Aaron Duffy is co-founder of SpecialGuest and specialises in communication and visual experimentation. I love learning about anything that deals with communication so I was very excited to see how he combines visual experimentation with communication in an effective way and I was not disappointed. In Duffy’s presentation at OFFSET Dublin in 2019 he talked through several really cool and effective campaigns that he worked on while incorporating 10 confessions around what he struggled with during the projects and what he felt he could improve upon. I thought this was a really brave approach as it was so honest. I think that it is great to hear the success stories but little reminders like Duffy presentation are very important to reflect on now and again particularly in our current culture which is prone to presenting a ‘glossy’ version of life with plenty of Instagram and Facebook posts to back it up.

My favourite campaigns that Duffy spoke about during his presentation were for the Audi Q5 and google. Probably some of his less experimental work however I love their simplicity. For me finding a clever, engaging and simple way to communicate a message visually is genius and probably what I strive for most in my own work. I feel this was achieved in both advertisements.

 

 

In the Audi advertisement see above, the majority of the ad consists of an illustrated man moving around his box canvas shaping and folding the box into a shape of a car to the soft, folk, child-friendly song, Riding in My Car by Woody Guthrie. Finally, the Audi Q5 is revealed and the text that follows playfully reads “We’ve unboxed the box”. Duffy attributes the success of the advert to its contrast to other cool and mechanical Audi ad’s at that time describing the above outcome as warm and playful. It’s also very well paired with the Q5 which is probably one of the brand’s vehicles suited for use as a family car an audience which I feel is particularly well-targeted in the ad.

The Google search ad, Parisian love is really simple and maybe a bit cheesy but I love it. I love the minimalist feel and almost feel that Duffy underplays what he achieved with this ad. It came across as sincere and heartfelt no small feat for an advertisement for a tech a company.

 

 

Duffy describes Parisian love as not one of his favourites and a little soppy however concedes that dues to the ads massive success being used as Google’s first TV ad and even being played at the super bowl that he may not know what is good. I think of all the confessions that Duffy makes this is the one that really hit me the most. It’s difficult to distinguish between good work and what we as designers preserve to be good. I think therefore it’s important to actively seek out work within our field such as Parisian love to figure out what made it so popular and find a way to apply these techniques to our own work particularly if it’s outside our comfort zone. It’s really important to make work you’re proud of and that you love however if no watches it or it doesn’t get the traction it should as Duffy admits to in his Why can’t we get along? advertisement for Rag & Bone, it’s not really fit for purpose so it’s really important to strike that balance, particularly in commercial work.

 

Lance Wyman

Lance Wyman is described as one of the greatest graphic designers of our time. Wyman is an American graphic designer best known for his work on 1968 Summer Olympics and the application of the logo, see Wyman’s original compass sketch below.

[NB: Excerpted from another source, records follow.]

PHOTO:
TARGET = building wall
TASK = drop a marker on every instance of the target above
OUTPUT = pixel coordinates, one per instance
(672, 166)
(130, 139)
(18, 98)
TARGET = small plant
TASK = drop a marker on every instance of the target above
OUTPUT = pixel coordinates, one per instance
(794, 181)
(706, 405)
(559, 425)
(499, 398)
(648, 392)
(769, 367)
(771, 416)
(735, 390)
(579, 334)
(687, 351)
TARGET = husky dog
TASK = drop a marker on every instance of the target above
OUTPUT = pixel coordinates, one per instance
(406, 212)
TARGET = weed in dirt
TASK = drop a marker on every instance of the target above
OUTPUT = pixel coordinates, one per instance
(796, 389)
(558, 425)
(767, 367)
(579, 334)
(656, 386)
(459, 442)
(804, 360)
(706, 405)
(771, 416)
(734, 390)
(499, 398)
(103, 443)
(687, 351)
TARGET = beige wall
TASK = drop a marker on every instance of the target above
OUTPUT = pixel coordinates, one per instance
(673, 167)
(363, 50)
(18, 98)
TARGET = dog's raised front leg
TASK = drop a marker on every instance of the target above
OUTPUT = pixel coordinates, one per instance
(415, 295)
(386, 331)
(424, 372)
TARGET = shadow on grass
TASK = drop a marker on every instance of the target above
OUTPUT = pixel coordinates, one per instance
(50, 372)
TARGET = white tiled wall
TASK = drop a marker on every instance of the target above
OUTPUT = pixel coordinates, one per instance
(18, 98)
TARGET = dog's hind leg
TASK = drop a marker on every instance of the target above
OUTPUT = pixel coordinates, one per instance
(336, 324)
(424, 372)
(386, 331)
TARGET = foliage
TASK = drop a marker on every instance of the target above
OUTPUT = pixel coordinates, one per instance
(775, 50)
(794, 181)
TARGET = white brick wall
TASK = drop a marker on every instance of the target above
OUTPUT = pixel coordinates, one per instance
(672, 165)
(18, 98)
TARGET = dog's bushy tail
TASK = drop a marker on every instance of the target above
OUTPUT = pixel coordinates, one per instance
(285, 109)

Image of Wyman's original compass sketch for the 1968 Olympics

In his Offset interview, Wyman talks about how he became involved in the 65 Olympics through his connection with Eduardo Terrazas who had been called back to Mexico to work with Ramirez Vazquez on the graphics for the Olympics. This got Wyman in the running for the job and he along with a number of designers travelled to Mexico to stay there for 2 weeks and then pitch their design idea. At that point, Wyman speaks about his lack of knowledge around Mexico in relation to design and the culture but describes his excitement around the project. I think this is a really inspirational as I feel that as a designer I can’t quickly fall into worrying about how I’m going to complete a project especially if there are unknown elements. I think pushing on and appreciating the challenge as exciting rather than concerning or frightening is a great way to approach new challenges and learning experiences.

Wyman also discusses how he developed into the role he holds today and the impact of his poorer background which he describes as being more helpful than hindering. Wyman also describes being elected class president and how this helped to develop his speaking skills, skills that are essential to Wyman now.

Below is the poster he made when running for class president which was amusingly presented alongside his most recent political poster design at the time of the Offset interview.

Image of Wyman first and most recent political posters

What I find particularly interesting about Wyman is how he was able to draw inspiration from time spent on fishing boats with his father and in factories and how he was able to find beauty in the notes and compasses helping to define what he describes as his no-nonsense approach to design. I find this particularly evident in his Obama poster shown above the right. The strong reference to repeated line and pattern appears to be a common theme in Wyman’s work which I find to be used very effectively, creating beautifully crafted and intentional outcomes.